I think I take for granted that the platforms we use like Blackboard Collaborate, Desire2Learn, i-Ready, Google apps, Edmodo, CDT, etc. are safe and private. I suppose I have been naïve with this thinking. After all, I can drill into any one of my students’ Blackboard profiles to see how and when they use any particular function of my course. If I can do that from a teacher standpoint, I wonder what the administrator side or corporate is able to pull. In D2L, I can see at what time and for how long a student worked on a particular question in a quiz. I-Ready gives me a red flag if a student spends less than a few seconds on any question, alerting me to the fact that it may be an invalid test. When a class of mine responds to questions on a Google form, I can analyze the data by clicking on a button and instantaneously organizing the results which are all time stamped. I don’t know, I guess I have enjoyed the fact that I can access more information on my online students that I really ever could on my brick-and-mortar school students. Having inside looks into their use of technology and digital footprints, I think I really have been able to be a more effective teacher, at least from my perspective. But I am a trusted collector of their data, and I only have their best intentions in mind with my use of it. Where the data goes beyond me and my school is what makes me a little nervous, and Ms. Watters did a wonderful job at increasing my distrust. I will add this to the list of things in education that make me lose sleep.

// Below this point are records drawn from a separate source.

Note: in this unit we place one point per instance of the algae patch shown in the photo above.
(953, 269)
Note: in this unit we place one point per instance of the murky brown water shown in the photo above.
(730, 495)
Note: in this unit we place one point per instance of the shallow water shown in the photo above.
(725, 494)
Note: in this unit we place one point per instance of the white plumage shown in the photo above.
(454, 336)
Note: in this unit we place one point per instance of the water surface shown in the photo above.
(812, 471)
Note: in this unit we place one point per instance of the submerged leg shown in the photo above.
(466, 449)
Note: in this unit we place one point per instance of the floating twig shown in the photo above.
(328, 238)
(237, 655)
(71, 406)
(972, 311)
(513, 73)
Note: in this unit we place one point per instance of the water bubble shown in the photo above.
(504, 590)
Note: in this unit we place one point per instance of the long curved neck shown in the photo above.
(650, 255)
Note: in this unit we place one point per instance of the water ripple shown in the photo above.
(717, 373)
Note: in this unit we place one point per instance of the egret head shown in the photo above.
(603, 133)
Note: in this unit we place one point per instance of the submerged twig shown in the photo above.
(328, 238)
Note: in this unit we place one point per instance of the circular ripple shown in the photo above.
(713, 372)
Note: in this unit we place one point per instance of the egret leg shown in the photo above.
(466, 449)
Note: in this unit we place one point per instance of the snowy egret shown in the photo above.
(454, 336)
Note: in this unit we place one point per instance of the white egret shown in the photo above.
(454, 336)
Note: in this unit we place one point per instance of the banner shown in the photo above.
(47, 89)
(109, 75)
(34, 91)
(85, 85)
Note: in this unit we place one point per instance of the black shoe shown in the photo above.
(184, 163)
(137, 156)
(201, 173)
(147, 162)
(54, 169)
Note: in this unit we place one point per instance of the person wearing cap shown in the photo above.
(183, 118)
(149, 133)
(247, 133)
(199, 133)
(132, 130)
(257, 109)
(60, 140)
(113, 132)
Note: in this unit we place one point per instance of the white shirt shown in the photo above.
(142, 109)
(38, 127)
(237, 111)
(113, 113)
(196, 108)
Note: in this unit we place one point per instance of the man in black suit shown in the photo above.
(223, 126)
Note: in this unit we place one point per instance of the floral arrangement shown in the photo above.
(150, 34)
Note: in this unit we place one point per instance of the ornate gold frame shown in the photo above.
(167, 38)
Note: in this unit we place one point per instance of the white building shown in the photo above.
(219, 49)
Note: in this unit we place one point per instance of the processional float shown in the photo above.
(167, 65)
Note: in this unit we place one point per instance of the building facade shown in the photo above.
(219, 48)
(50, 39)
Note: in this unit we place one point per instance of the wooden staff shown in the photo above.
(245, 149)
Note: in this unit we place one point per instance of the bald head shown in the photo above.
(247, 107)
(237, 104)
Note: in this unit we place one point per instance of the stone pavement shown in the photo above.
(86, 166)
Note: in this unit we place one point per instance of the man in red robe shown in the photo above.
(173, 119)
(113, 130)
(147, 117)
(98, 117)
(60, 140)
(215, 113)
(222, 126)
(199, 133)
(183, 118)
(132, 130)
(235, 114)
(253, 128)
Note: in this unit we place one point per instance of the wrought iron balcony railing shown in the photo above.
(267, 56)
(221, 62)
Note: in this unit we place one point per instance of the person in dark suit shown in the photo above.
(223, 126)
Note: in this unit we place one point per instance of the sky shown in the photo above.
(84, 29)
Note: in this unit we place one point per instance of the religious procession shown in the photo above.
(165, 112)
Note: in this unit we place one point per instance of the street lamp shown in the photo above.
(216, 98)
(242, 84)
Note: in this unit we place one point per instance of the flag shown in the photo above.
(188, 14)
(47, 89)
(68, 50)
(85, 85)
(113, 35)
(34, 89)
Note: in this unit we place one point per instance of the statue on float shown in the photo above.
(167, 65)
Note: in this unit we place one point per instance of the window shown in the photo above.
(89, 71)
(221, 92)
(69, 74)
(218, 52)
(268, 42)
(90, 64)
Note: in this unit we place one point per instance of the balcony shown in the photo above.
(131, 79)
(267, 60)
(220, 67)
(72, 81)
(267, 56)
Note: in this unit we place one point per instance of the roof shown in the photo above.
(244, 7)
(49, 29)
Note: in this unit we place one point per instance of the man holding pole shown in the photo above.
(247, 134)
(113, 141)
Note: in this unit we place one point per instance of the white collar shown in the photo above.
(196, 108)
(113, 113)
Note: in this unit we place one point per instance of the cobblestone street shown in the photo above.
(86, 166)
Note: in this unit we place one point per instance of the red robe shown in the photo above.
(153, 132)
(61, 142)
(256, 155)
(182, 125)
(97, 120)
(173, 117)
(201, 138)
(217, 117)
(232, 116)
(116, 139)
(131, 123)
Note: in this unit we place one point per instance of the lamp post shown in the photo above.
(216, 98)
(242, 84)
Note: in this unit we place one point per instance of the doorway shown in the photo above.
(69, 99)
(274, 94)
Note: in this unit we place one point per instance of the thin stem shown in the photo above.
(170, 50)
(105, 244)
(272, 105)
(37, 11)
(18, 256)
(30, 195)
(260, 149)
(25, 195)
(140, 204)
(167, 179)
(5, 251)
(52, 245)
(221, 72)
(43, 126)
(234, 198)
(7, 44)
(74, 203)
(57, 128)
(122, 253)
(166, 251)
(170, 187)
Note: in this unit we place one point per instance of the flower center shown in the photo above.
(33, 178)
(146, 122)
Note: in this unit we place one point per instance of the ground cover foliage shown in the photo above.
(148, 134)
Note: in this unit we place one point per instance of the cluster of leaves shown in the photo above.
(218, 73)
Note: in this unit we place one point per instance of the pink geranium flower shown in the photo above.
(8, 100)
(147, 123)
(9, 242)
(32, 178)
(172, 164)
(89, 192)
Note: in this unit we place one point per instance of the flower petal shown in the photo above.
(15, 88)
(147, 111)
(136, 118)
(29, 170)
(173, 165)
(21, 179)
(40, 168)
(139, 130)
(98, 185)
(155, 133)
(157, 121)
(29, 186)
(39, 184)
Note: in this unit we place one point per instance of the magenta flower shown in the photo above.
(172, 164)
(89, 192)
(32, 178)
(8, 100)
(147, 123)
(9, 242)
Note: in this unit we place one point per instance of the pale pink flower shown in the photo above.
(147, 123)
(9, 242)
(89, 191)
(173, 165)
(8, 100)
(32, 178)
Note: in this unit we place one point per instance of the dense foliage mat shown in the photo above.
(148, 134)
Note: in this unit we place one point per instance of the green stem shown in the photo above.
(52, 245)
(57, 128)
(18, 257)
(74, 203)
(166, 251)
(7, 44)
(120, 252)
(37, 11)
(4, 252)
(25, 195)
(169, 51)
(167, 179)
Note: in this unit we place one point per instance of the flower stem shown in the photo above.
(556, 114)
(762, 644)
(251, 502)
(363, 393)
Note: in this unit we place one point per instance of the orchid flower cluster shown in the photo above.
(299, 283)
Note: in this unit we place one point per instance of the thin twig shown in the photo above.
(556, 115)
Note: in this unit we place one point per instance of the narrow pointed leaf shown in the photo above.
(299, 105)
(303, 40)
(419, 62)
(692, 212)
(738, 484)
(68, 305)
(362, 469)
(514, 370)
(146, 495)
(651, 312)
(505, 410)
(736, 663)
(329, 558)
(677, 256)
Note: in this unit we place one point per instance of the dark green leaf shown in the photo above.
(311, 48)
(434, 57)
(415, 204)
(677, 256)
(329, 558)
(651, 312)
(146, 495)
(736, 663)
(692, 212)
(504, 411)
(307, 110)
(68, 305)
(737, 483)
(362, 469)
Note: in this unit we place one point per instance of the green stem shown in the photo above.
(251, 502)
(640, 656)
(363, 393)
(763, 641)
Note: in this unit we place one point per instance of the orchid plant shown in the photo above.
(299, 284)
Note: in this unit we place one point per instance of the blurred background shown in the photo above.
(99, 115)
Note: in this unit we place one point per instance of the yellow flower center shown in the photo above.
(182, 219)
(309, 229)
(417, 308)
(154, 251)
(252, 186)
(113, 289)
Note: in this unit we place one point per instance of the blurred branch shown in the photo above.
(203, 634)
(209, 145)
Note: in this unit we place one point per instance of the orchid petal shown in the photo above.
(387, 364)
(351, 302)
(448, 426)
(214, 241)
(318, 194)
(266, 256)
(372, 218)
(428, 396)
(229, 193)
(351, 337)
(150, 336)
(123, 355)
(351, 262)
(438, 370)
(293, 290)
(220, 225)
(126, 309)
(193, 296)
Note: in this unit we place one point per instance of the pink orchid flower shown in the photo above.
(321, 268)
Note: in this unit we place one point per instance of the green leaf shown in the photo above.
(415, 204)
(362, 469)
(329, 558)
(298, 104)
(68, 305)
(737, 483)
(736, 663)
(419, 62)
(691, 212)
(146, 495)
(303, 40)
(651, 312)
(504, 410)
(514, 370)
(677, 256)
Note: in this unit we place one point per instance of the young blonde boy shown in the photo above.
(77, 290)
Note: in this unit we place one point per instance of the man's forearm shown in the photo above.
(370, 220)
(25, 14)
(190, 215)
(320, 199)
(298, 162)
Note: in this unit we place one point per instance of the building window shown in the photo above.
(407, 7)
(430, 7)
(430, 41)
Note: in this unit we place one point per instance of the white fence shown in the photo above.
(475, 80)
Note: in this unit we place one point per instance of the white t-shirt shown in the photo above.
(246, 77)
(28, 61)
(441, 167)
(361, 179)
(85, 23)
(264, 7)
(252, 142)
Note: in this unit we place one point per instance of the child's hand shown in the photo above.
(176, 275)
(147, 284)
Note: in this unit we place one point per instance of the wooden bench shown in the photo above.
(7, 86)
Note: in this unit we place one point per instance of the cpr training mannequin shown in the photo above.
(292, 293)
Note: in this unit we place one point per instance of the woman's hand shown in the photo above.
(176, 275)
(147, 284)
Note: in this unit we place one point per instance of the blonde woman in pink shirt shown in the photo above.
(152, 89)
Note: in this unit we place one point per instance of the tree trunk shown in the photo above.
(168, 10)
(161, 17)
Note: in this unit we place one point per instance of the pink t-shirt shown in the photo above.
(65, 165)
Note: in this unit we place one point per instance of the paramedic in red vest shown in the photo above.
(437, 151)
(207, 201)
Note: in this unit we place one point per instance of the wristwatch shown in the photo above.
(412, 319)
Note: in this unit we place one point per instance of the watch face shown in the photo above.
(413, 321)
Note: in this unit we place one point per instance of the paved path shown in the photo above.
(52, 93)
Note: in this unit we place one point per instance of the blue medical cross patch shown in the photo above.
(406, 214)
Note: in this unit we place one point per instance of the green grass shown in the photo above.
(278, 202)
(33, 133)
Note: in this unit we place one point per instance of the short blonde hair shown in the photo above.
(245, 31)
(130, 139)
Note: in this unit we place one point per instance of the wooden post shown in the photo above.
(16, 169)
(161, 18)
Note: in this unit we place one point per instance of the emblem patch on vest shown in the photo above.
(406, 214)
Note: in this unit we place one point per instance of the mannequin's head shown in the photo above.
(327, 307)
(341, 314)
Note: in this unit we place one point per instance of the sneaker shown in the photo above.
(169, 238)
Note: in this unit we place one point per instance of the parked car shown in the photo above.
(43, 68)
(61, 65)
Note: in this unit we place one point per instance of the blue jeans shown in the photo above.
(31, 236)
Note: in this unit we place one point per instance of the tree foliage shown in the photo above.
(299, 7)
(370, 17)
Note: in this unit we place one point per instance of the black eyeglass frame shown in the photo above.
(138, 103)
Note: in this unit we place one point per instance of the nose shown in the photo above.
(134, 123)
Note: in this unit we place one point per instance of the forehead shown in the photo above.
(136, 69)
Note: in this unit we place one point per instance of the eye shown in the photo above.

Even writing this blog post, I am hyperaware that anyone can read it. Now I am worried that one of my students could potentially Google my name and search to find this particular blog. I have to think about what I am writing and about my audience (anyone!). I most definitely would not want to offend anyone who I care about, student and parent alike, nor would I want to turn families away from online education because of privacy issues. On the flipside, I also know that this post will never go away, even if I delete it. One only needs to go and use the Wayback Machine (https://archive.org/web/) to see what it looked like on any given day. Everything is recoverable. It is a really murky ocean that we are swimming in, and I have more questions than answers at this point.

One response »

  1. Laura, you discuss how our access to student data is actually helpful, which I agree with 100%. We, as teachers, should be the ones looking at the data the most. We have our best interests at heart and we want our students to show growth. I, like you, am not really scared of the data that is out there. I just worry about who is using data to benefit themselves or fulfill a job task assigned by a politician boss.
    You bring up a good point that, as adults, we know that everything we put out there on the internet can be used for or against us. Students of all ages don’t think before they type sometimes and they write things or do things that could be used against them at some point. I try to remind students and my own children that anything they put on the internet could come back to haunt them at the most inopportune time, such as with scholarship or job applications.